Of course The Netherlands has its issues, just like everywhere else, but coming to a country rife with excessive commercialism and a different hyper-consumerist culture had to be a culture shock. A look at the camp classic Troll 2, and director Claudio Fragasso’s (using the name Drake Floyd) depictions of middle class Americans – Joshua’s bedroom is a mishmash of pre-teen popular culture in no discernable order – demonstrate an unfamiliarity with the intricacies of our popular culture. Verhoeven’s level of familiarity is uncertain but even an awareness of American popular culture’s doesn’t prepare one for its intricacies. Even the tropes making certain titles popular may vary. And then there’s the difference between outlooks on sex and violence. Perhaps it’s the vast cultural differences between both directors (Verhoeven and Kershner) contributing to the difference between the two films. Yes, both work within similar parameters but create a different product.

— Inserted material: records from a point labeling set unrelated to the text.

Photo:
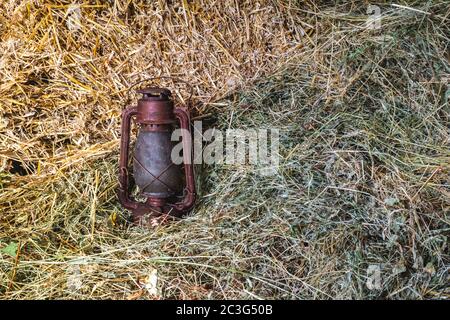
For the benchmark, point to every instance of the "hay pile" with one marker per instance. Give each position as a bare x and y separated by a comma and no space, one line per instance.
363,184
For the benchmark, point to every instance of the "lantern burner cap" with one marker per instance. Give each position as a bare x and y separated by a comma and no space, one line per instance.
155,93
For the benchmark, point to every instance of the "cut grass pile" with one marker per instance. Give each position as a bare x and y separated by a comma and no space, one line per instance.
359,207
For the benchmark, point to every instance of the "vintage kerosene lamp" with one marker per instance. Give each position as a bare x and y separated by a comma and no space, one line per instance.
168,191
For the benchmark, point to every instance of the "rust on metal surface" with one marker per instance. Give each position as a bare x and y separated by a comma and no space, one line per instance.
154,173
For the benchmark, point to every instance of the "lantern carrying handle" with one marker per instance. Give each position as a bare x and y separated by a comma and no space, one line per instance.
174,79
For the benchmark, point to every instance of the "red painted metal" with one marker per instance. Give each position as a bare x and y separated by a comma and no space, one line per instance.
158,178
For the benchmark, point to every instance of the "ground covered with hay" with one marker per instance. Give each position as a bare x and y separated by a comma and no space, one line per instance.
358,209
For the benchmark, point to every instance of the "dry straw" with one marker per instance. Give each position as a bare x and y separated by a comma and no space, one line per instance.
358,209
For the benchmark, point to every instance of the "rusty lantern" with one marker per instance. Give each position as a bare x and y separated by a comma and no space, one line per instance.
167,190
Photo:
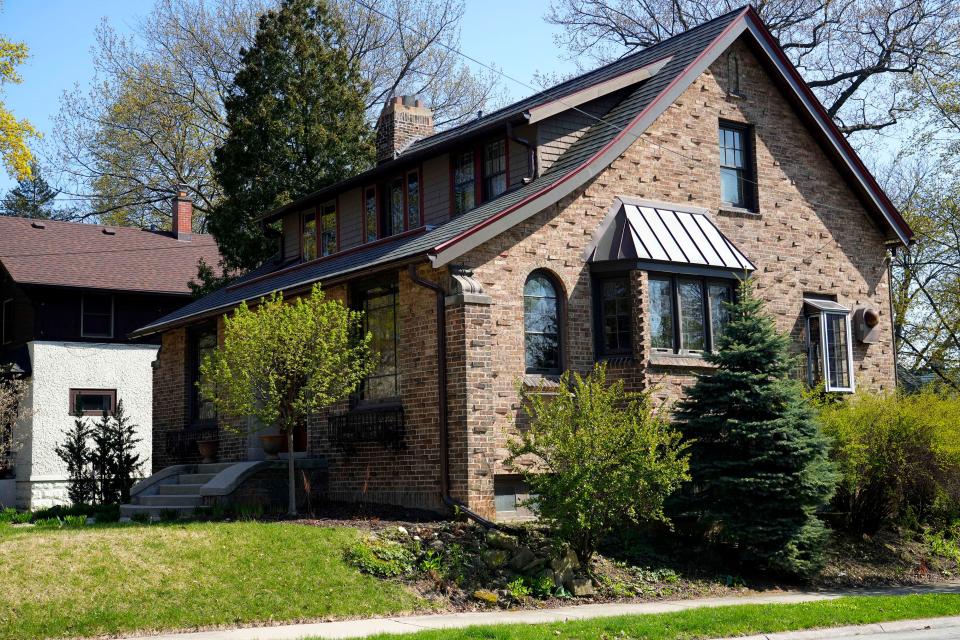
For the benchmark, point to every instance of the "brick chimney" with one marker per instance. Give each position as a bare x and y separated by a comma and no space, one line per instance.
403,120
182,215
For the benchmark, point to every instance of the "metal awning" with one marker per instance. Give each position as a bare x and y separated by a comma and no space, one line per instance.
665,237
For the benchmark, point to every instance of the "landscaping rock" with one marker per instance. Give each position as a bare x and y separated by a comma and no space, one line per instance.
486,597
580,587
521,558
495,558
500,540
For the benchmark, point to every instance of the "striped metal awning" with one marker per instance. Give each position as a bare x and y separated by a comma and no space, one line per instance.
665,237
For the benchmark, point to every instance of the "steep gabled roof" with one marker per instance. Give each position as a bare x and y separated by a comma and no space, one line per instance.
91,256
686,56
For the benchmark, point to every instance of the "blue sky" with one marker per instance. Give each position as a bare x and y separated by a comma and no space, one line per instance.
510,34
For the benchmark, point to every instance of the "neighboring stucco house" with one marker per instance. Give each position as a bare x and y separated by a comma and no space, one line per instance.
605,218
70,294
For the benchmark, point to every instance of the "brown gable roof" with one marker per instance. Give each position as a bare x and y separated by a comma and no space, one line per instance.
70,254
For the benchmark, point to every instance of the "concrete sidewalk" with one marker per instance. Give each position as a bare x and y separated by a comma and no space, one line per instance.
409,624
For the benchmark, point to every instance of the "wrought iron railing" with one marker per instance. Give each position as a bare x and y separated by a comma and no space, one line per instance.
383,425
181,446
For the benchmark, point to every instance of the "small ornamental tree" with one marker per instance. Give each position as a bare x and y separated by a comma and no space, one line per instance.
603,458
283,362
758,462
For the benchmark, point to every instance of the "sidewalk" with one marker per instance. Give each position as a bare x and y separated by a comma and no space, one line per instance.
409,624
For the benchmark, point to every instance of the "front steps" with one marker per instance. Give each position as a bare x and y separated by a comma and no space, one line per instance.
175,489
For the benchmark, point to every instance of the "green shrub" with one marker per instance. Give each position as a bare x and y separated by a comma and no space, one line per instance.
604,459
899,458
381,558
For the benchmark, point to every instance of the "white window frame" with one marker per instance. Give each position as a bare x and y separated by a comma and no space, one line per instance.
7,331
83,332
821,310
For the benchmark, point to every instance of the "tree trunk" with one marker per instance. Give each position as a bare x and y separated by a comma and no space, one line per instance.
291,484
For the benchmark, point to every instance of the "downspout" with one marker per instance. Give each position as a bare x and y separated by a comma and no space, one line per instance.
442,397
532,164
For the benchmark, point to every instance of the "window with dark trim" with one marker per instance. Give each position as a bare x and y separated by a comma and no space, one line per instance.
203,341
92,402
96,315
737,176
328,229
494,169
541,324
613,315
309,235
414,217
8,321
370,214
464,182
380,307
687,314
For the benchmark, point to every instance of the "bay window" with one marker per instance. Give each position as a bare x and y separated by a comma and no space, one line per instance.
829,347
687,315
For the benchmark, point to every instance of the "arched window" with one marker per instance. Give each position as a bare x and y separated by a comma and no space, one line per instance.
541,324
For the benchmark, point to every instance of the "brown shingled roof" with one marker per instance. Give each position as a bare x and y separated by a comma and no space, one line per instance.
70,254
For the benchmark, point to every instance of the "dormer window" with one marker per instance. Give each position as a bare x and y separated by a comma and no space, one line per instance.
494,169
464,183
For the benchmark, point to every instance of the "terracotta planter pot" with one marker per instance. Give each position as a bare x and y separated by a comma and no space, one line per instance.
208,450
273,445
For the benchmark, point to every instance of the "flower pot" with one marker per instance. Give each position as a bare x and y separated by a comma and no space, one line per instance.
208,450
273,445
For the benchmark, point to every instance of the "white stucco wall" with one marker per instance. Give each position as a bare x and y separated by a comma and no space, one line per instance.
57,368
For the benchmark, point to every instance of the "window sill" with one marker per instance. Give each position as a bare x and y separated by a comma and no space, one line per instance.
729,210
679,360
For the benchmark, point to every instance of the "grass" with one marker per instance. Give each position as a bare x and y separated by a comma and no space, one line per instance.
110,580
719,622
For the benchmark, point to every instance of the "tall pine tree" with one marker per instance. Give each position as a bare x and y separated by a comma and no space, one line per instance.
296,124
758,463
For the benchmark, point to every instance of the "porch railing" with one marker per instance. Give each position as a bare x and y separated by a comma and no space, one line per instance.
384,425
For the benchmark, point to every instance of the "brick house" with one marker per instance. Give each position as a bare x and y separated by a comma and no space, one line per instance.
604,218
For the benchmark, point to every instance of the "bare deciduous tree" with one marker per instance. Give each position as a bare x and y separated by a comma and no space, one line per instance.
857,55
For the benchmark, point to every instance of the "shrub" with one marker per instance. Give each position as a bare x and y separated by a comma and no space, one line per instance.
898,455
381,558
603,459
759,465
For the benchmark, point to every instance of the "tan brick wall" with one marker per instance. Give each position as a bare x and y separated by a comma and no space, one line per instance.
811,235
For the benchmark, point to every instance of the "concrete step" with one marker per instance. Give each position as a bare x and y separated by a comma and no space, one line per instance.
169,501
215,467
178,489
129,510
195,478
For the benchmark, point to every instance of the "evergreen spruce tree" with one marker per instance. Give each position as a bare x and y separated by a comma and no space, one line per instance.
33,197
758,463
114,458
75,453
296,120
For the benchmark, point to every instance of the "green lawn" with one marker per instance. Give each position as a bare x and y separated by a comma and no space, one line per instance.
95,581
720,622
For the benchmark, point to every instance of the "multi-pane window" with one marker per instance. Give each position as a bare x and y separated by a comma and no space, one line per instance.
613,316
829,348
370,214
687,315
541,324
379,306
736,166
203,343
464,183
96,316
309,235
494,169
328,229
414,219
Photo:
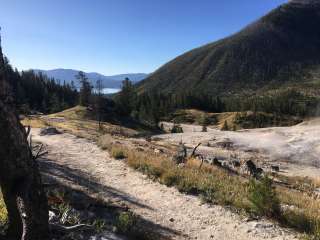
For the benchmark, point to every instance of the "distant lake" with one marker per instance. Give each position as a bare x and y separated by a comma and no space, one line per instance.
110,90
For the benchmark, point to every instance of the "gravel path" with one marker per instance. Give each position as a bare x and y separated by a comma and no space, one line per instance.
179,215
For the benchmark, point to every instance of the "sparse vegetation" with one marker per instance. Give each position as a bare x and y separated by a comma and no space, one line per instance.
264,198
217,186
3,213
118,152
176,128
125,222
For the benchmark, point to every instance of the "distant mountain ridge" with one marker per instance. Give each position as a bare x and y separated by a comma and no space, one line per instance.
114,81
279,50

Another key difference between Robocop and the Kershner’s sequel is the different attitudes regarding drugs. Robocop 2 features a decrepit Detroit, brought down by the new “designer” drug Nuke (taken in the neck – probably in the jugular), clearly stating America’s attitude towards drug use (especially during the Reagan and Bush administrations). America’s been fighting The War on Drugs for the last few decades and losing. Billions, if not trillions, of dollars have been wasted fighting against drug use – all the while propping up the black market Robocop fights against – and people still get high. The late, great Bill Hicks commented about America’s drug war poignantly and summed up my point: “There’s a war going on, and people on drugs are winning it! Well what does that tell you about drugs?” Going into a lengthy diatribe regarding drugs doesn’t seem necessary (above what’s already been said) but considering The Netherlands’ drastically different stance towards drug use Miller’s script reveals a more American perspective towards the issue.

Yes, Robocop 2 contains some poignant subtext and is a fun ride but is ultimately a lesser film. My contention is it’s because of Verhoeven’s perspective, coming from a European country and entering America in the middle of Reagan’s administration. Culture shock is an understatement, especially when coming from a nation with little violent crime, legalized soft drugs, and legal prostitution. The puritanical hang-ups most American carry, even subconsciously, wouldn’t work in Verhoeven’s native land. It’s no wonder he’s so hyper-critical of America in the ‘80s.